Histoire et société

Dieu me pardonne c'est son métier

Même les États-Unis ne seront pas assez puissants pour agir seuls–Faisons la guerre ensemble, dit Merz à Munich

Le chancelier allemand affirme que des relations étroites sont un avantage tant pour l’Europe que pour les États-Unis, mais que l’ordre mondial tel que nous le connaissons « n’existe plus ». Bref Rubio a dit la même chose que Vance mais en plus souple et Merz a fait comme Macron ses offres de service. Mais tous ces gens-là pris individuellement ne songent qu’à faire la peau de la coalition à laquelle ils appartiennent s’ils y trouvent quelques intérêts… Et tout en nous transformant en armée de métier au profit de leurs capitalistes, ils vont comme Macron négocier avec la Russie et la Chine tant le système menace d’effondrement… (note de Danielle Bleitrach pour histoireetsociete)
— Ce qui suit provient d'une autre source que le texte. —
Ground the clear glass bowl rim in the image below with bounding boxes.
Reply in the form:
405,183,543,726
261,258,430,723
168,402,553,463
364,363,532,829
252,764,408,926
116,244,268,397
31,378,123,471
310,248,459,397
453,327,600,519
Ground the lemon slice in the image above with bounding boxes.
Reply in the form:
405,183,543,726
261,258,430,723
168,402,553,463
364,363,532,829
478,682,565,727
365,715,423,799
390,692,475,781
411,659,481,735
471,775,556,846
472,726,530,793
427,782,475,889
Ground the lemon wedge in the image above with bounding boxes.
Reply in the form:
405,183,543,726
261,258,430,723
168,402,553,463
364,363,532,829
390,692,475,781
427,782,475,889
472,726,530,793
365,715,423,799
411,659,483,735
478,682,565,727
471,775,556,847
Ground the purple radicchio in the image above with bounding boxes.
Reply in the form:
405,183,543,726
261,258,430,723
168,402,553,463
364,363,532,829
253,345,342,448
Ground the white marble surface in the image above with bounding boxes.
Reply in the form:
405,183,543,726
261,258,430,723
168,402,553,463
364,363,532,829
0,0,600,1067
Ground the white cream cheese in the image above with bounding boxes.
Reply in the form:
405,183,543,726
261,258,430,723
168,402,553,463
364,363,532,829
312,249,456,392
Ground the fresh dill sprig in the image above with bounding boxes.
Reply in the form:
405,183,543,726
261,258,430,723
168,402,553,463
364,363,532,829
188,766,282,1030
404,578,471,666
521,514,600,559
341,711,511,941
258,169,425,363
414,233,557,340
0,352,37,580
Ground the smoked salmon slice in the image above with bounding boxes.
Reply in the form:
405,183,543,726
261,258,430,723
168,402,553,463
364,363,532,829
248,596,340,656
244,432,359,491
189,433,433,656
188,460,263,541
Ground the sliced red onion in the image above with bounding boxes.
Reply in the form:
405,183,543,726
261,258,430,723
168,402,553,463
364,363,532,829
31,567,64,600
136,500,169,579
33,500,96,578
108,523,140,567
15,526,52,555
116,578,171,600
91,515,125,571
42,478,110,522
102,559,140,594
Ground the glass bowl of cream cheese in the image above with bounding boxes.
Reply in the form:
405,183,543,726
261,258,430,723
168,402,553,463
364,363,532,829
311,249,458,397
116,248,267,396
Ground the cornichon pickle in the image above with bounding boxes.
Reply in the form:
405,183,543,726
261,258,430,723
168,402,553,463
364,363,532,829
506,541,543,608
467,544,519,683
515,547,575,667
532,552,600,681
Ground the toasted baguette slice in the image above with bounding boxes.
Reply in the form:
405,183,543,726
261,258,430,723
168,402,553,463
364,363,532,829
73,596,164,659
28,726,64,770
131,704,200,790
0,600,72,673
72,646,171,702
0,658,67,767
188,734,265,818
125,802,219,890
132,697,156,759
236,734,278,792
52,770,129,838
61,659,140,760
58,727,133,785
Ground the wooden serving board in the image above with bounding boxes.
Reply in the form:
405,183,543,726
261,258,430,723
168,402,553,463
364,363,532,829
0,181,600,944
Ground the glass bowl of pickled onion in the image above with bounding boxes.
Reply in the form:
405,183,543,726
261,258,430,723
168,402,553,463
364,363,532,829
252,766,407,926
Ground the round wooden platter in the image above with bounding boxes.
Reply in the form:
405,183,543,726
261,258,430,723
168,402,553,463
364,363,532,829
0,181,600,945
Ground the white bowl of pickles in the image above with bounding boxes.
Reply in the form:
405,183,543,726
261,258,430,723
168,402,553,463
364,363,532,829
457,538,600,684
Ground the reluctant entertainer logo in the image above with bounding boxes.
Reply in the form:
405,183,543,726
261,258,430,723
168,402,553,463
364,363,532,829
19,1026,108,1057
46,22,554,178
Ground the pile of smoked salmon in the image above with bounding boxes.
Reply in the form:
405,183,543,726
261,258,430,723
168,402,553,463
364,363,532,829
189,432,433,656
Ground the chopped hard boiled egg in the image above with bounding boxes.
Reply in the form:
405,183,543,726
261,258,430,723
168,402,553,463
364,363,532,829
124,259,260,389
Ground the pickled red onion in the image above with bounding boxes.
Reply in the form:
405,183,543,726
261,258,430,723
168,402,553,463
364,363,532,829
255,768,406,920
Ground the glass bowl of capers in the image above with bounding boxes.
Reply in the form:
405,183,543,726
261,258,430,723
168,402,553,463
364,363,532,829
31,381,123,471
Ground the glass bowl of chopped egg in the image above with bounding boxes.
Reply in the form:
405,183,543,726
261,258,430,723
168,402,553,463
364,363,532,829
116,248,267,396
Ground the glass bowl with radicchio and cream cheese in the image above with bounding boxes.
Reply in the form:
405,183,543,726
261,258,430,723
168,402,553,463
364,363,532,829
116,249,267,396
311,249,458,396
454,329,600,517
Lors d’un discours prononcé en ouverture le vendredi 13 février, à la Conférence de sécurité de Munich, le chancelier allemand Friedrich Merz a déclaré vouloir faire de la Bundeswehr, l’armée allemande, « la plus puissante d’Europe ». Merz a souligné que Berlin avait récemment déployé une brigade forte de plus d’un millier d’hommes en Lituanie, sur le flanc Est de l’OTAN, « pour la première fois dans l’histoire de la Bundeswehr ».

Le chancelier allemand Friedrich Merz salue Marco Rubio d'une poignée de main ferme.
Le chancelier allemand Friedrich Merz serre la main de Marco Rubio avec fermeté. Photo : Liesa Johannssen/AFP/Getty Images

Jakub Krupa à MunichVen. 13 févr. 2026

14h21 CET

« À l’ère de la rivalité entre grandes puissances, même les États-Unis ne seront pas assez puissants pour agir seuls », affirme Merz.

Merz se tourne alors vers l’Anglais et s’adresse directement à la délégation américaine, adressant une réprimande très cinglante aux États-Unis.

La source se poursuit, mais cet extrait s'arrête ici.